L’obsession française pour les Juifs et la judéité
Judéobsession est aussi l’histoire d’un paradoxe : l’obsession française pour les Juifs et la judéité, perceptible dans les actualités, où les occurrences sont omniprésentes, contraste avec la méconnaissance générale de l’histoire juive. Guillaume Erner s’en réfère alors à Philip Roth, auteur de La Contrevie, pour qui “les Juifs sont à l’histoire ce que les Eskimos sont à la neige”. “C’est l’une des phrases les plus fines sur la question historique des Juifs”, commente le journaliste. “Ce groupe, quelle que soit la manière dont on le définit, représente la totalité de l’histoire occidentale. Il est à l’origine du monothéisme, donne naissance au christianisme, puis à l’islam (...) ; les Juifs vont aussi être ces grains de sable qui grippent la mécanique des nationalités et de constructions étatiques aux XVIIIᵉ et XIXᵉ siècles, et avec la Shoah, ils vont être au cœur de l’intention hitlérienne. Pour toutes ces raisons, les Juifs obsèdent l’histoire occidentale”.

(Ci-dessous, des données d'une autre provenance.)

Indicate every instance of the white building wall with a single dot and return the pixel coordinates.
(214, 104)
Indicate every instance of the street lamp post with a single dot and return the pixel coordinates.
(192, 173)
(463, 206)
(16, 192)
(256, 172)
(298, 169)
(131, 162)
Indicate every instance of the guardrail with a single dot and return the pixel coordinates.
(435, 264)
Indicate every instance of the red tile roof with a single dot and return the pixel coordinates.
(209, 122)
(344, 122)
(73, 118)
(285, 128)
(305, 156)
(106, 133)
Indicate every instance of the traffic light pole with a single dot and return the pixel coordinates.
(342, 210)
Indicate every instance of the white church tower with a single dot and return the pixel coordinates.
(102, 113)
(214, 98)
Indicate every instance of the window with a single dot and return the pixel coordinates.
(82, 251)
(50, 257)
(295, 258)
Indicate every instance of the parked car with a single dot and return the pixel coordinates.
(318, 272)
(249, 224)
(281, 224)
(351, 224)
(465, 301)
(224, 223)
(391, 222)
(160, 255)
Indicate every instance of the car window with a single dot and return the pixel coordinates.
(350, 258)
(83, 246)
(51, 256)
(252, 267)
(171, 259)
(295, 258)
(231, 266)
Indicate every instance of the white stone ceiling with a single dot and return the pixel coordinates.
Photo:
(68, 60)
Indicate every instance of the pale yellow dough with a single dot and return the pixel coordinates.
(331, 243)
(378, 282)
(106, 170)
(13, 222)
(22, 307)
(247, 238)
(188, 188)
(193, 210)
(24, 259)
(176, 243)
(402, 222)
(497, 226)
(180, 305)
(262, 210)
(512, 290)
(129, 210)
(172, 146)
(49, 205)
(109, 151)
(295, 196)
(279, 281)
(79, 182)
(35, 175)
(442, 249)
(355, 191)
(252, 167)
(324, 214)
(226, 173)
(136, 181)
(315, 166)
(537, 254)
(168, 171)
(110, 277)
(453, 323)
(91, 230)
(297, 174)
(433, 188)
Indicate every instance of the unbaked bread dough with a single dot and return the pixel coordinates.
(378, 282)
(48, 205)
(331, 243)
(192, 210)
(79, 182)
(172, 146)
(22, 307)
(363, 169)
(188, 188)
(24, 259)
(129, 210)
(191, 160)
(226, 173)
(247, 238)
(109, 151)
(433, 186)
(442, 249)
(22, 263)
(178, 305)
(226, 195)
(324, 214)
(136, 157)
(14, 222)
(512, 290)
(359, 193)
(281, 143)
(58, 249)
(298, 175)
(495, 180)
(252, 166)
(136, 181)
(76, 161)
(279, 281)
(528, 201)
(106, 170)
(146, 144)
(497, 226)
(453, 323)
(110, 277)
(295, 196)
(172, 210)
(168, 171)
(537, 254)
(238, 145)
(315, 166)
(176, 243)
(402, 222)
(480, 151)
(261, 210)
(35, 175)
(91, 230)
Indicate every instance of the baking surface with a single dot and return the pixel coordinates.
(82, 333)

Et pourtant, l’histoire des Juifs suscite "peu d'intérêt au sein du monde académique et pour le commun des mortels", écrit Guillaume Erner dans son ouvrage. Le journaliste mentionne notamment le parcours de l’historien de l’antisémitisme Léon Poliakov, “un homme malicieux, un banlieusard de l’humanité”, à qui Fernand Braudel a un jour affirmé qu’il ne ferait pas carrière en travaillant sur l’antisémitisme. Une expérience qui n’est pas sans rappeler la difficulté que Guillaume Erner a lui-même rencontré lors de la rédaction de sa thèse (soutenue en 2002 et intitulée “Analyse critique du modèle du bouc émissaire en sociologie de l'antisémitisme”), qui n’appartenait pas vraiment aux études juives, mais qui semblait aussi en marge de la sociologie.“Il faut se souvenir que les questions d’histoire juive et d'histoire de l’antisémitisme ont été marginalisées et invisibilisées à l’université française”, rappelle-t-il.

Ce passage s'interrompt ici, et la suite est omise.